In June 2018 Danish lawmakers authorized a 70-kilometer long fence along the Danish-German border to prevent the migration of wild boars and the spread of African Swine Fever (ASF), a risk and economic threat to Danish pork export. The process of fencing to prevent the intrusion of feral species and thereby limit the risk of wildlife diseases has for long been a contentious topic among pig farmers, environmental organizations, politicians and borderland communities who are in disagreement about its utility.

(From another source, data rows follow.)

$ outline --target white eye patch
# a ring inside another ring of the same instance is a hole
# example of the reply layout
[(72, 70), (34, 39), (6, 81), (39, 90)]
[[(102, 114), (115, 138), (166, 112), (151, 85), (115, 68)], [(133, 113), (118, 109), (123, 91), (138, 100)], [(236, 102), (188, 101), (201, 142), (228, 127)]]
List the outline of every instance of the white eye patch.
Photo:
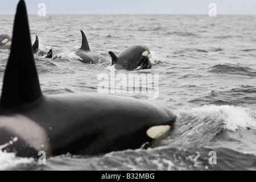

Although narratives justifying the border barriers are focusing on external factors like ASF, we are posing the question whether the new barriers are more than just a biosecurity defence against external threats. It is the project’s hypotheses that biosecurity barriers, besides being a key driver for the reordering of the natural and social landscape and a general hightened securityzation of the borderland, also provide important insights into the particular ways in which potentially invasive and feral species like wild boars are portrayed and debated. Such imageries offer new understandings about the nature of popular anxieties about the invasive ‘other’ - non-human and human - and clues to the political responses that are developed to counter these anxieties.

The project explores how technological interventions like wildlife fencing relate to larger political narratives of walls, borders and flows. The project thus investigates two interlinked aspects of fencing - the fence as a biosecurity barrier and as metaphor of exclusion and inclusion.